Chocolate Cupcakes with Peanut Butter Filling
- 20 oz sweet potato (about 2 large) (baked, skin removed)
- 2/3 cup cacao powder
- 3 large eggs
- 1/4 cup coconut or almond milk
- 1/3 cup coconut oil
- 1/2 cup coconut flour
- 1/2 tsp sea salt
- 1 tsp vanilla
- 1 tbsp cinnamon
- 1/4 cup maple syrup
- 4 tbsp nut butter (divided)
Chocolate Avocado Frosting
- 2 large avocados (extra ripe)
- 1/2 cup coconut or almond milk
- 1/2 cup cacao powder
- 1/3 cup maple syrup
- 1 tsp vanilla
- Preheat oven to 375F and line a muffin tin with 12 cupcake liners.
- In a large food processor, puree sweet potato.
- Add in all ingredients except for the nut butter and blend until smooth.
- Spoon batter evenly into the 12 cupcake liners.
- Bake for about 35 minutes, or until toothpick comes out clean.
- Let cool before adding in nut butter.
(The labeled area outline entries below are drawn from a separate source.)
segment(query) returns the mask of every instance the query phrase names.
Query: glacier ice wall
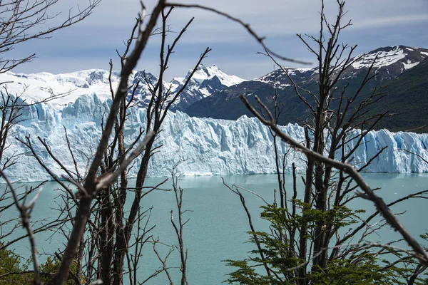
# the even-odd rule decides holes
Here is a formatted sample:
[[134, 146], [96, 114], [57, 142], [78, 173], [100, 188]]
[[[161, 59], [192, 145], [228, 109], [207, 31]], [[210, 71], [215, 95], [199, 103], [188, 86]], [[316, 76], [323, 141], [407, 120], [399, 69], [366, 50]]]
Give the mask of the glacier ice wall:
[[[78, 160], [78, 170], [84, 175], [101, 138], [101, 124], [109, 108], [108, 100], [101, 100], [96, 95], [83, 95], [74, 103], [59, 107], [39, 104], [26, 108], [25, 120], [16, 126], [9, 138], [10, 147], [6, 155], [21, 153], [18, 163], [7, 174], [14, 180], [40, 181], [49, 179], [36, 159], [14, 138], [29, 136], [37, 153], [47, 167], [57, 175], [63, 175], [54, 160], [49, 157], [37, 137], [45, 140], [52, 152], [69, 169], [73, 163], [68, 151], [64, 135], [67, 130]], [[134, 108], [129, 115], [125, 130], [126, 143], [131, 143], [146, 125], [146, 110]], [[289, 124], [284, 131], [298, 141], [304, 141], [303, 128]], [[159, 144], [160, 152], [151, 162], [148, 175], [169, 176], [173, 165], [180, 159], [185, 161], [179, 171], [187, 175], [228, 175], [275, 172], [272, 138], [266, 127], [258, 120], [245, 116], [236, 121], [190, 118], [177, 112], [170, 113], [163, 125]], [[353, 142], [350, 142], [352, 145]], [[372, 131], [365, 138], [352, 157], [356, 166], [364, 165], [379, 150], [388, 146], [382, 154], [365, 169], [370, 172], [428, 172], [428, 135], [412, 133], [392, 133], [386, 130]], [[414, 152], [412, 155], [402, 150]], [[290, 151], [281, 144], [280, 153]], [[420, 156], [420, 157], [419, 157]], [[300, 153], [290, 152], [286, 170], [291, 170], [292, 162], [302, 171], [305, 165]], [[136, 163], [130, 175], [135, 176]]]

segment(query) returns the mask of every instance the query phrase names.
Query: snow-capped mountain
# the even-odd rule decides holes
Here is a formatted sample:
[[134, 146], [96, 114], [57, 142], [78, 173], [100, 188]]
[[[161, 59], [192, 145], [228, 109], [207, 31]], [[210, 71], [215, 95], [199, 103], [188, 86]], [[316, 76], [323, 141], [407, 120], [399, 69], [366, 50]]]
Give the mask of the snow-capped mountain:
[[[101, 135], [101, 123], [104, 112], [111, 100], [101, 100], [96, 95], [83, 95], [67, 105], [54, 106], [50, 103], [26, 107], [26, 119], [19, 123], [9, 136], [11, 145], [4, 155], [28, 153], [29, 150], [14, 138], [31, 135], [36, 151], [46, 165], [57, 175], [64, 174], [50, 158], [37, 136], [46, 140], [52, 152], [66, 167], [73, 168], [73, 162], [67, 150], [63, 126], [67, 128], [74, 156], [81, 173], [85, 173], [88, 160], [93, 155], [93, 146]], [[126, 143], [130, 145], [146, 125], [146, 109], [132, 108], [126, 126]], [[289, 124], [283, 130], [298, 141], [305, 140], [304, 129], [297, 124]], [[148, 175], [169, 176], [171, 167], [180, 159], [185, 159], [179, 172], [187, 175], [226, 175], [240, 174], [274, 173], [275, 153], [272, 138], [268, 128], [255, 118], [246, 116], [238, 120], [191, 118], [178, 111], [170, 113], [163, 125], [156, 143], [163, 145], [149, 165]], [[357, 138], [357, 136], [355, 136]], [[350, 141], [350, 145], [353, 145]], [[350, 158], [356, 167], [364, 165], [384, 146], [388, 148], [374, 159], [365, 171], [372, 172], [428, 172], [428, 135], [409, 133], [391, 133], [384, 130], [372, 131], [362, 142]], [[417, 155], [400, 150], [406, 149]], [[288, 150], [281, 145], [280, 155]], [[420, 157], [419, 157], [419, 156]], [[300, 153], [290, 153], [285, 169], [291, 170], [295, 162], [298, 170], [306, 164]], [[131, 177], [135, 177], [138, 167], [133, 167]], [[40, 181], [49, 179], [46, 172], [31, 156], [21, 155], [18, 162], [8, 169], [6, 174], [14, 180], [27, 179]]]
[[[191, 71], [185, 78], [173, 78], [170, 82], [163, 82], [164, 89], [170, 90], [173, 97], [183, 86]], [[108, 71], [98, 69], [81, 71], [65, 74], [39, 73], [33, 74], [7, 72], [0, 75], [1, 82], [6, 82], [8, 91], [13, 95], [21, 95], [23, 98], [31, 102], [39, 102], [52, 95], [56, 98], [52, 104], [62, 105], [74, 102], [85, 94], [97, 95], [101, 100], [111, 98]], [[120, 80], [120, 73], [113, 72], [111, 76], [113, 90], [116, 90]], [[229, 76], [216, 66], [200, 65], [187, 88], [181, 93], [172, 110], [184, 110], [194, 102], [224, 88], [243, 81], [235, 76]], [[130, 76], [130, 84], [138, 83], [135, 98], [141, 107], [150, 101], [149, 84], [156, 85], [158, 78], [146, 71], [134, 71]], [[130, 90], [131, 93], [131, 90]], [[62, 96], [61, 95], [66, 95]]]
[[[339, 80], [335, 83], [335, 87], [342, 90], [344, 86], [348, 86], [345, 90], [345, 96], [350, 96], [357, 92], [365, 75], [370, 67], [374, 62], [372, 72], [377, 75], [373, 80], [366, 84], [362, 93], [368, 93], [370, 90], [379, 86], [392, 84], [399, 77], [404, 73], [418, 69], [420, 63], [428, 58], [428, 49], [419, 48], [409, 48], [404, 46], [394, 47], [385, 47], [376, 49], [369, 53], [363, 53], [354, 57], [350, 66], [341, 74]], [[375, 61], [374, 59], [376, 59]], [[286, 68], [288, 74], [293, 81], [299, 86], [316, 94], [318, 91], [317, 81], [319, 79], [319, 71], [317, 68]], [[428, 83], [428, 78], [422, 76], [425, 74], [419, 72], [419, 75], [413, 73], [412, 79], [418, 81], [409, 85], [414, 90], [417, 90], [419, 96], [425, 96], [422, 94], [423, 90], [427, 90], [424, 84]], [[414, 77], [421, 78], [416, 81]], [[409, 79], [409, 76], [407, 76]], [[254, 98], [258, 96], [269, 107], [273, 108], [273, 94], [277, 92], [278, 100], [286, 106], [286, 111], [282, 112], [280, 118], [280, 123], [286, 125], [288, 123], [302, 123], [307, 119], [308, 108], [306, 105], [296, 95], [294, 86], [289, 80], [285, 73], [278, 69], [271, 72], [266, 76], [244, 81], [240, 84], [234, 85], [225, 88], [212, 95], [203, 98], [195, 103], [185, 110], [191, 116], [210, 117], [213, 118], [236, 120], [239, 117], [247, 115], [253, 115], [250, 112], [243, 106], [240, 96], [244, 95], [250, 102], [255, 102]], [[404, 84], [404, 83], [403, 83]], [[384, 89], [392, 95], [396, 91], [394, 89]], [[303, 92], [305, 93], [305, 92]], [[340, 93], [336, 93], [339, 95]], [[363, 95], [365, 94], [363, 94]], [[311, 100], [312, 96], [307, 96]], [[337, 100], [336, 100], [337, 101]], [[404, 104], [389, 105], [388, 97], [382, 99], [382, 106], [385, 107], [386, 111], [394, 110], [394, 113], [406, 114], [409, 113], [408, 108]], [[374, 106], [373, 105], [373, 108]], [[422, 113], [418, 114], [421, 116]], [[424, 123], [417, 118], [412, 120], [405, 125], [383, 125], [386, 128], [392, 128], [394, 130], [407, 130], [424, 125]], [[382, 123], [382, 121], [381, 121]]]
[[[349, 80], [362, 73], [365, 73], [373, 63], [373, 71], [379, 73], [379, 80], [395, 78], [406, 70], [417, 66], [427, 57], [428, 57], [428, 49], [426, 48], [410, 48], [404, 46], [377, 48], [354, 56], [350, 61], [354, 62], [345, 71], [341, 79]], [[297, 85], [308, 84], [318, 79], [317, 67], [285, 69]], [[287, 88], [291, 83], [288, 77], [280, 69], [254, 81], [275, 84], [279, 88]]]

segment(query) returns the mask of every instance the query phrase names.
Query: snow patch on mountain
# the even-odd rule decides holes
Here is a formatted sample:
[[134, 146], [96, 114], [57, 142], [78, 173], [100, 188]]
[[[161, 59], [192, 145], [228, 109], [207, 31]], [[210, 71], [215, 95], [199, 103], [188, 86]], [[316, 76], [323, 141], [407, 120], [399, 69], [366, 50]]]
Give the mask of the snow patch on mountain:
[[[191, 72], [189, 71], [185, 78], [175, 78], [169, 83], [162, 83], [164, 95], [167, 90], [170, 93], [168, 100], [183, 88]], [[28, 103], [40, 102], [55, 97], [51, 103], [63, 105], [74, 102], [82, 95], [96, 93], [102, 100], [111, 98], [108, 76], [108, 71], [91, 69], [64, 74], [6, 72], [0, 75], [0, 79], [1, 82], [7, 83], [7, 89], [11, 94], [20, 95]], [[129, 84], [138, 84], [134, 98], [138, 101], [140, 107], [146, 107], [150, 102], [151, 93], [147, 81], [155, 86], [158, 80], [154, 75], [146, 71], [134, 71], [131, 73]], [[120, 73], [113, 72], [111, 81], [111, 87], [116, 91], [120, 81]], [[201, 64], [171, 109], [185, 110], [197, 100], [243, 81], [238, 76], [225, 73], [216, 66], [205, 66]], [[128, 97], [131, 97], [132, 92], [131, 88]]]
[[355, 56], [358, 60], [352, 63], [357, 69], [368, 68], [373, 62], [373, 68], [387, 68], [393, 64], [402, 65], [404, 70], [418, 65], [428, 56], [427, 50], [419, 48], [409, 48], [404, 46], [378, 48], [370, 53]]

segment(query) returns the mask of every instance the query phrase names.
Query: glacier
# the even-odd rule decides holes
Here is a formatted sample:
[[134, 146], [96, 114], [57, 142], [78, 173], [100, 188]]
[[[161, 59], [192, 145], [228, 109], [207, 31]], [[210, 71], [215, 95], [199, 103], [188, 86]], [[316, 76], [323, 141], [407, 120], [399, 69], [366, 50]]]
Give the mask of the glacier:
[[[77, 98], [65, 105], [39, 103], [25, 107], [24, 120], [16, 125], [9, 138], [10, 147], [6, 155], [21, 155], [17, 163], [6, 174], [12, 180], [41, 181], [49, 180], [48, 174], [31, 156], [29, 150], [15, 138], [29, 136], [36, 151], [44, 163], [58, 176], [65, 175], [37, 139], [45, 140], [51, 152], [69, 169], [73, 160], [68, 151], [64, 128], [66, 128], [79, 172], [84, 175], [101, 138], [101, 124], [111, 103], [95, 93]], [[140, 128], [146, 126], [146, 110], [131, 109], [124, 135], [126, 143], [136, 138]], [[305, 140], [303, 128], [297, 124], [282, 127], [285, 133], [297, 141]], [[185, 160], [178, 172], [185, 175], [229, 175], [275, 173], [273, 139], [268, 129], [254, 118], [243, 116], [227, 120], [189, 117], [177, 111], [166, 117], [158, 144], [160, 152], [156, 154], [149, 165], [149, 177], [170, 176], [172, 167]], [[356, 131], [357, 132], [357, 131]], [[350, 142], [351, 145], [352, 141]], [[387, 130], [371, 131], [352, 157], [356, 167], [364, 165], [379, 150], [388, 147], [365, 170], [369, 172], [428, 172], [428, 134], [392, 133]], [[407, 150], [404, 151], [403, 150]], [[280, 153], [289, 152], [281, 143]], [[409, 152], [413, 152], [411, 154]], [[422, 157], [422, 158], [421, 158]], [[305, 168], [302, 154], [290, 152], [286, 171], [291, 171], [295, 162], [298, 171]], [[135, 177], [134, 165], [130, 177]]]

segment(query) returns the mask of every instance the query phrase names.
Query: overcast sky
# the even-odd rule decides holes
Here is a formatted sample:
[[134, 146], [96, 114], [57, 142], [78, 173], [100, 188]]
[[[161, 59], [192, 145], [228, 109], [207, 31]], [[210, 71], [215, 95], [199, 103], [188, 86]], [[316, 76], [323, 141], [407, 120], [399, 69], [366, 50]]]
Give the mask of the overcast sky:
[[[317, 35], [320, 1], [177, 1], [211, 6], [229, 13], [265, 36], [266, 44], [277, 53], [302, 61], [315, 61], [296, 33]], [[60, 0], [53, 13], [68, 11], [73, 5], [76, 9], [77, 4], [73, 2], [83, 6], [87, 0]], [[145, 4], [151, 11], [155, 1], [146, 0]], [[325, 6], [327, 16], [331, 21], [334, 21], [337, 11], [336, 1], [326, 0]], [[116, 50], [123, 50], [123, 40], [129, 36], [139, 9], [138, 0], [102, 0], [85, 21], [58, 31], [49, 40], [35, 40], [17, 46], [9, 54], [9, 58], [33, 53], [37, 58], [14, 71], [61, 73], [90, 68], [108, 69], [110, 58], [118, 58]], [[357, 53], [397, 45], [428, 48], [428, 0], [348, 0], [346, 10], [346, 19], [352, 19], [353, 26], [344, 31], [341, 39], [350, 45], [358, 44]], [[176, 48], [167, 79], [184, 76], [207, 46], [213, 51], [203, 63], [215, 64], [228, 74], [250, 79], [273, 68], [268, 58], [256, 54], [262, 51], [261, 47], [242, 26], [218, 15], [178, 8], [170, 16], [172, 30], [179, 31], [192, 16], [195, 21]], [[174, 33], [168, 36], [170, 41], [173, 37]], [[138, 69], [156, 72], [158, 43], [158, 38], [151, 39]]]

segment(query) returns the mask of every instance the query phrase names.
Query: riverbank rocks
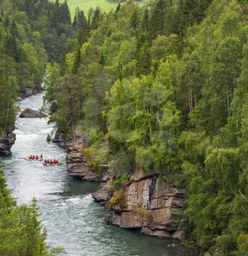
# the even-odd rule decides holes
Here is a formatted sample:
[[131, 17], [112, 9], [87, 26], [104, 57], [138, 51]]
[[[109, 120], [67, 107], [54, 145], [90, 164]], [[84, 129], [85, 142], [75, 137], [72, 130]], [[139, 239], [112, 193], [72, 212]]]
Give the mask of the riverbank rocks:
[[152, 171], [144, 173], [136, 170], [129, 173], [129, 180], [113, 191], [113, 181], [120, 178], [108, 165], [101, 177], [90, 169], [83, 155], [89, 146], [88, 134], [75, 131], [74, 135], [65, 136], [57, 132], [55, 141], [68, 149], [68, 170], [74, 178], [100, 181], [99, 189], [93, 193], [96, 202], [104, 206], [109, 214], [106, 221], [112, 225], [139, 230], [160, 238], [182, 240], [184, 231], [180, 227], [185, 190], [177, 188], [166, 177], [158, 177]]
[[[112, 206], [109, 187], [111, 179], [93, 194], [96, 202], [104, 204], [110, 214], [106, 222], [142, 233], [160, 238], [183, 239], [179, 227], [185, 190], [158, 178], [155, 174], [134, 172], [123, 189], [125, 203]], [[124, 206], [123, 206], [124, 205]]]
[[39, 118], [47, 117], [44, 113], [31, 108], [26, 108], [19, 116], [22, 118]]
[[10, 156], [10, 149], [15, 141], [15, 134], [12, 131], [0, 132], [0, 156]]

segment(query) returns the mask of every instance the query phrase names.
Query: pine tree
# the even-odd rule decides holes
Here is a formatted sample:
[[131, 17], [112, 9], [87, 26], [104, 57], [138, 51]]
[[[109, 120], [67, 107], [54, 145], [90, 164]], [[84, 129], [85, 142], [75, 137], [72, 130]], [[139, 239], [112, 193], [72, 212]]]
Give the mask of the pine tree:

Once the cupcakes are cool, cut a small circle into the top of the cupcake.
- Remove circular top and spoon a little of the cake out onto a plate. Add about 1 tsp of nut butter into the middle of the cupcake and place circular top back onto the cupcake.
- Repeat for the rest of the cupcakes.
- Puree avocados, cacao, milk, vanilla, and maple syrup in a large food processor.
- To pipe the frosting, spoon frosting into a large plastic bag and snip the corner of the bag with scissors. Squeeze on top of each cupcake once they’re cooled.